Contractile actomyosin networks are responsible for the production of intracellular forces. There is increasing evidence that bundles of actin filaments form interconnected and interconvertible structures with the rest of the network. In this study, we explored the mechanical impact of these interconnections on the production and distribution of traction forces throughout the cell. By using a combination of hydrogel micropatterning, traction force microscopy and laser photoablation, we measured the relaxation of traction forces in response to local photoablations.
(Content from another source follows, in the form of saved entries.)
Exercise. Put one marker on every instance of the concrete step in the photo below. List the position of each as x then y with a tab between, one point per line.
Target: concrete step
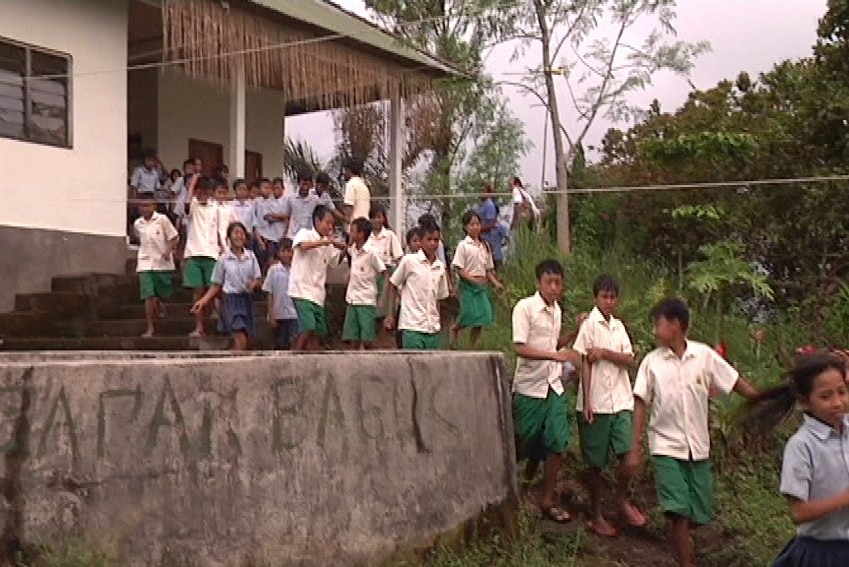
116	343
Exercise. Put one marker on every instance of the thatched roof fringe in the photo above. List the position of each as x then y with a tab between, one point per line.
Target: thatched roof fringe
205	34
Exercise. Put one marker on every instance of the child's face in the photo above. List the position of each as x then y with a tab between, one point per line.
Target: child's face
285	256
238	237
550	287
666	331
473	229
607	301
324	226
829	398
430	243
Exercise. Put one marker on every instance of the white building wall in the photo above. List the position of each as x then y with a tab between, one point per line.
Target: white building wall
81	189
192	108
Our experimental results and modelling of the mechanical response of the network revealed that bundles were fully embedded along their entire length in a continuous and contractile network of cortical filaments. Moreover, the propagation of the contraction of these bundles throughout the entire cell was dependent on this embedding. In addition, these bundles appeared to originate from the alignment and coalescence of thin and unattached cortical actin filaments from the surrounding mesh.

收缩肌动球蛋白网络负责细胞内力的产生。越来越多的证据表明，肌动蛋白丝束与网络的其余部分形成相互连接和相互转换的结构。在这项研究中，我们探讨了这些互连对整个单元牵引力的产生和分配的机械影响。通过结合使用水凝胶微图案化、牵引力显微镜和激光光消融，我们测量了响应局部光消融的牵引力的松弛。我们的实验结果和网络机械响应模型表明，束沿其整个长度完全嵌入皮质细丝的连续收缩网络中。而且，这些束的收缩在整个细胞中的传播取决于这种嵌入。此外，这些束似乎起源于来自周围网状物的薄且未附着的皮质肌动蛋白丝的排列和聚结。